Subpixel Corners

If you are processing images for the purpose of extracting geometric measurements, as opposed to extracting features for recognition, then you will normally need more resolution than the simple pixel values supplied by cvGoodFeaturesToTrack(). Another way of saying this is that such pixels come with integer coordinates whereas we sometimes require real-valued coordinates—for example, pixel (8.25, 117.16).

One might imagine needing to look for a sharp peak in image values, only to be frustrated by the fact that the peak's location will almost never be in the exact center of a camera pixel element. To overcome this, you might fit a curve (say, a parabola) to the image values and then use a little math to find where the peak occurred between the pixels. Subpixel detection techniques are all about tricks like this (for a review and newer techniques, see Lucchese [Lucchese02] and Chen [Chen05]). Common uses of image measurements are tracking for three-dimensional reconstruction, calibrating a camera, warping partially overlapping views of a scene to stitch them together in the most natural way, and finding an external signal such as precise location of a building in a satellite image.

Subpixel corner locations are a common measurement used in camera calibration or when tracking to reconstruct the camera's path or the three-dimensional structure of a tracked object.

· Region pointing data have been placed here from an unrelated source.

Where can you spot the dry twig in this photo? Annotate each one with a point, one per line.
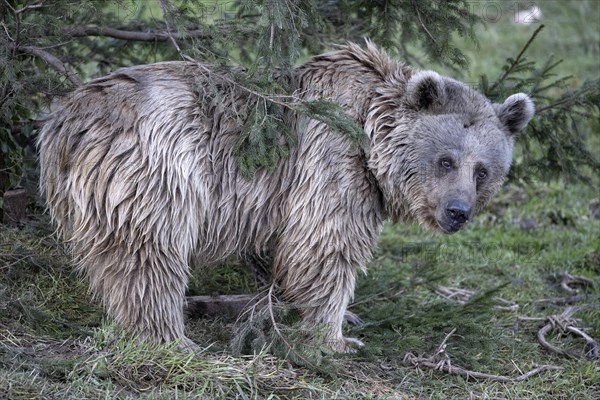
(445, 365)
(564, 323)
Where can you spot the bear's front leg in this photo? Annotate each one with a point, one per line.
(321, 283)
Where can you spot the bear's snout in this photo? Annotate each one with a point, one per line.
(456, 215)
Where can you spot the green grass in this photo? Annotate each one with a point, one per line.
(55, 343)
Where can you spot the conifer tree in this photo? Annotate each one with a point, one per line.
(48, 47)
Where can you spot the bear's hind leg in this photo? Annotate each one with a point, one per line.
(323, 291)
(143, 291)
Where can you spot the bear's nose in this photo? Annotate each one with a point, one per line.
(458, 211)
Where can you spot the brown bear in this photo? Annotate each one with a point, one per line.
(139, 172)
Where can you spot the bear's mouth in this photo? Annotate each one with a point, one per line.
(450, 227)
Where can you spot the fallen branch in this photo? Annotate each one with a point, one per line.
(462, 296)
(482, 375)
(83, 31)
(565, 324)
(445, 365)
(52, 61)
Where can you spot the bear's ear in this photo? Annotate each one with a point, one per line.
(424, 89)
(515, 113)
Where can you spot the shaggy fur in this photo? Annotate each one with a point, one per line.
(139, 174)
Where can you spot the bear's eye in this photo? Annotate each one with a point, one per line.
(482, 174)
(446, 163)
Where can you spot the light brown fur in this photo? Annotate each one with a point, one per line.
(139, 173)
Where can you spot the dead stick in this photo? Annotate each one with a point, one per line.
(482, 375)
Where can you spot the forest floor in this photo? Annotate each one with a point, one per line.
(444, 317)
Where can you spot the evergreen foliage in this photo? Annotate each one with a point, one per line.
(49, 47)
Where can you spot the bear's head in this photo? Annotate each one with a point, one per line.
(440, 149)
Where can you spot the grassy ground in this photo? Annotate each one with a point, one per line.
(55, 342)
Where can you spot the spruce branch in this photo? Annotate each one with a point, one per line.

Now that we know how to find corner locations on the integer grid of pixels, here's the trick for refining those locations to subpixel accuracy: We use the mathematical fact that the dot product between a vector and an orthogonal vector is 0; this situation occurs at corner locations, as shown in Figure 10-2.

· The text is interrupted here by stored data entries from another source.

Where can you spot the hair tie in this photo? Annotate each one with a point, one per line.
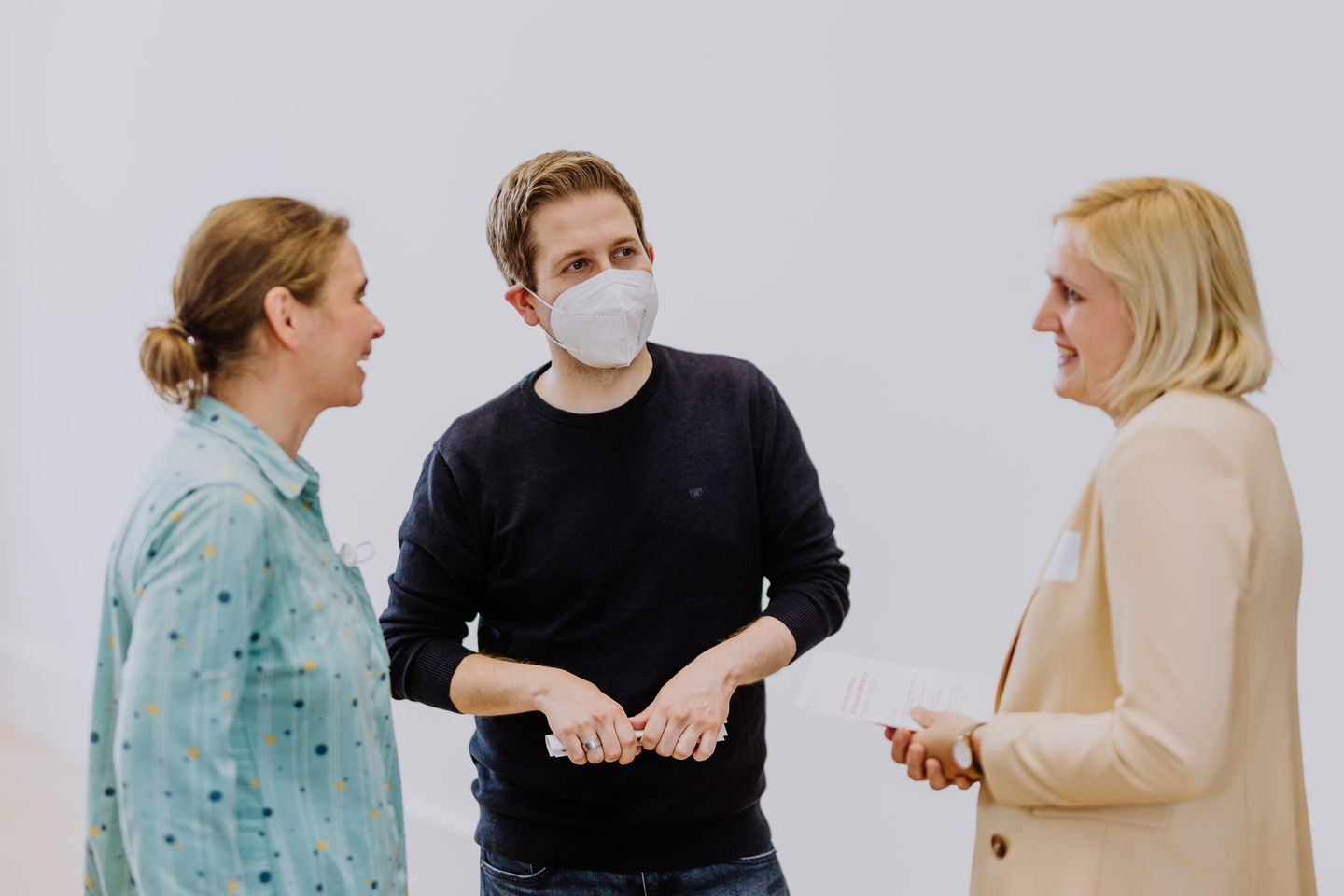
(176, 327)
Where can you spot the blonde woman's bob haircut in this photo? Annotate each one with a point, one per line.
(1178, 256)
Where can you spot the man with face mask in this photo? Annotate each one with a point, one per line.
(610, 519)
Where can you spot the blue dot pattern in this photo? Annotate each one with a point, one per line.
(249, 702)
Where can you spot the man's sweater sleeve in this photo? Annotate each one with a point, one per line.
(809, 587)
(434, 590)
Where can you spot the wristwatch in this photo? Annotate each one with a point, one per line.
(964, 752)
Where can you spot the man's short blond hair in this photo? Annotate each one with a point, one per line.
(539, 182)
(1178, 256)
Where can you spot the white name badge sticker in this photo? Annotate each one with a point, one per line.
(1063, 562)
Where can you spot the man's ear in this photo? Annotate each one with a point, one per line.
(280, 308)
(521, 301)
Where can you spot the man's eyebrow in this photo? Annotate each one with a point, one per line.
(578, 253)
(567, 257)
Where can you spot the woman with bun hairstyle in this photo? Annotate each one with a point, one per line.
(1145, 737)
(242, 739)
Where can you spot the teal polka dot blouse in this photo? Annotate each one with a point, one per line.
(242, 734)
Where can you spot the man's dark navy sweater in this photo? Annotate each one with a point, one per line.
(616, 546)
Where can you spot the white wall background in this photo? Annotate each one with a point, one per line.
(852, 195)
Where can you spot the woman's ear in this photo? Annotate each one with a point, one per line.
(281, 308)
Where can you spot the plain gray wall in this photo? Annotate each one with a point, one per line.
(852, 195)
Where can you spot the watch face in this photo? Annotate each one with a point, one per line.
(961, 754)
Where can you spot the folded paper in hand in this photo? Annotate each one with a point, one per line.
(555, 749)
(886, 692)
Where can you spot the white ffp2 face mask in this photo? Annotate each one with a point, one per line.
(605, 320)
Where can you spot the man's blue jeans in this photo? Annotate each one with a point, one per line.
(751, 876)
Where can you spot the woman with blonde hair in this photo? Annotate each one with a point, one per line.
(242, 736)
(1145, 737)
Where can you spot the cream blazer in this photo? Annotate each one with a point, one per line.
(1147, 737)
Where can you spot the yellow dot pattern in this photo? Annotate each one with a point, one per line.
(174, 725)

Finding corners to subpixel accuracy: (a) the image area around the point p is uniform and so its gradient is 0; (b) the gradient at the edge is orthogonal to the vector q-p along the edge; in either case, the dot product between the gradient at p and the vector q-p is 0 (see text)

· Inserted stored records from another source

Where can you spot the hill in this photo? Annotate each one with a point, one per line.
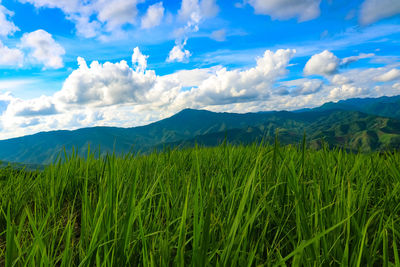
(339, 124)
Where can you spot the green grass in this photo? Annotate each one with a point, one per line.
(224, 206)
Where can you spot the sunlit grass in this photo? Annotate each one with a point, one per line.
(223, 206)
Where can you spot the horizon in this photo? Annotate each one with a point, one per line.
(66, 65)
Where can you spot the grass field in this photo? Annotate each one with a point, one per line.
(224, 206)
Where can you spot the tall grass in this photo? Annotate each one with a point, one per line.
(224, 206)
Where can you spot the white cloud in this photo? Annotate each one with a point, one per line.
(219, 35)
(202, 9)
(153, 16)
(348, 60)
(347, 91)
(116, 94)
(193, 12)
(325, 63)
(179, 53)
(139, 60)
(94, 18)
(237, 86)
(44, 49)
(303, 10)
(338, 79)
(391, 75)
(41, 106)
(106, 84)
(116, 13)
(10, 57)
(7, 27)
(374, 10)
(303, 86)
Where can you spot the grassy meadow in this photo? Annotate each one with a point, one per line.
(223, 206)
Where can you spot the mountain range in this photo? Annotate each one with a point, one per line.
(368, 124)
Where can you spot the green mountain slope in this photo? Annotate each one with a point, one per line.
(383, 106)
(337, 126)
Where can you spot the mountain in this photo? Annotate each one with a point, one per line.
(384, 106)
(356, 124)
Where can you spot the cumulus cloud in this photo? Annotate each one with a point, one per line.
(203, 8)
(303, 86)
(117, 94)
(374, 10)
(237, 86)
(153, 16)
(139, 60)
(44, 49)
(10, 57)
(193, 12)
(347, 91)
(325, 63)
(41, 106)
(338, 79)
(303, 10)
(391, 75)
(94, 18)
(106, 84)
(348, 60)
(219, 35)
(7, 27)
(178, 53)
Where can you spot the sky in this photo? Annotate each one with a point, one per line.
(68, 64)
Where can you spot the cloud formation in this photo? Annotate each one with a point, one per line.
(374, 10)
(43, 49)
(153, 16)
(178, 53)
(117, 94)
(193, 12)
(7, 26)
(324, 63)
(303, 10)
(106, 84)
(391, 75)
(10, 57)
(94, 18)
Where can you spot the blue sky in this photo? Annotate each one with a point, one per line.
(154, 58)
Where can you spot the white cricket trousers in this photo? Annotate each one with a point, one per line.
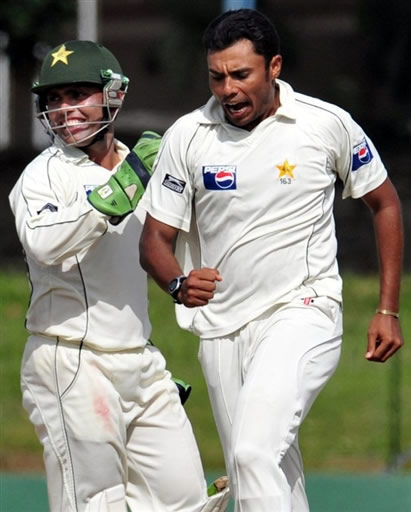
(262, 381)
(113, 430)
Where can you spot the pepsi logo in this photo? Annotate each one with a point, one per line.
(225, 179)
(364, 155)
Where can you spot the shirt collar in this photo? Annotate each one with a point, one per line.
(213, 113)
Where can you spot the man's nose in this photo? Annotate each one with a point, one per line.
(229, 87)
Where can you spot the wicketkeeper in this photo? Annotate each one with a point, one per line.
(102, 402)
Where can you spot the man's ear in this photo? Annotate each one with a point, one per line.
(275, 66)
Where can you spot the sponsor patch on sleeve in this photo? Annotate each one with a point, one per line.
(174, 184)
(220, 177)
(48, 206)
(361, 155)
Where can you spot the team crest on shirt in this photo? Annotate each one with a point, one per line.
(286, 172)
(361, 155)
(220, 177)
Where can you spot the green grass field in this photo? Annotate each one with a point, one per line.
(360, 421)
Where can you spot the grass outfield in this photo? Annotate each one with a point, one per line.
(359, 422)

Figure 10-2. Finding corners to subpixel accuracy: (a) the image area around the point p is uniform and so its gradient is 0; (b) the gradient at the edge is orthogonal to the vector q-p along the edge; in either case, the dot product between the gradient at p and the vector q-p is 0 (see text)

In the figure, we assume a starting corner location q that is near the actual subpixel corner location. We examine vectors starting at point q and ending at p. When p is in a nearby uniform or "flat" region, the gradient there is 0. On the other hand, if the vector q-p aligns with an edge then the gradient at p on that edge is orthogonal to the vector q-p. In either case, the dot product between the gradient at p and the vector q-p is 0. We can assemble many such pairs of the gradient at a nearby point p and the associated vector q-p, set their dot product to 0, and solve this assemblage as a system of equations; the solution will yield a more accurate subpixel location for q, the exact location of the corner.

The function that does subpixel corner finding is cvFindCornerSubPix():

void cvFindCornerSubPix(
    const CvArr*    image,
    CvPoint2D32f*   corners,
    int             count,
    CvSize          win,
    CvSize          zero_zone,
    CvTermCriteria  criteria
);

The input image is a single-channel, 8-bit, grayscale image. The corners structure contains integer pixel locations, such as those obtained from routines like cvGoodFeatures ToTrack(), which are taken as the initial guesses for the corner locations; count holds how many points there are to compute.

The actual computation of the subpixel location uses a system of dot-product expressions that all equal 0 (see Figure 10-2), where each equation arises from considering a single pixel in the region around p. The parameter win specifies the size of window from which these equations will be generated. This window is centered on the original integer corner location and extends outward in each direction by the number of pixels specified in win (e.g., if win.width = 4 then the search area is actually 4 + 1 + 4 = 9 pixels wide). These equations form a linear system that can be solved by the inversion of a single autocorrelation matrix (not related to the autocorrelation matrix encountered in our previous discussion of Harris corners). In practice, this matrix is not always invertible owing to small eigenvalues arising from the pixels very close to p. To protect against this, it is common to simply reject from consideration those pixels in the immediate neighborhood of p. The parameter zero_zone defines a window (analogously to win, but always with a smaller extent) that will not be considered in the system of constraining equations and thus the autocorrelation matrix. If no such zero zone is desired then this parameter should be set to cvSize(-1,-1).

Once a new location is found for q, the algorithm will iterate using that value as a starting point and will continue until the user-specified termination criterion is reached. Recall that this criterion can be of type CV_TERMCRIT_ITER or of type CV_TERMCRIT_EPS (or both) and is usually constructed with the cvTermCriteria() function. Using CV_TERMCRIT_EPS will effectively indicate the accuracy you require of the subpixel values. Thus, if you specify 0.10 then you are asking for subpixel accuracy down to one tenth of a pixel.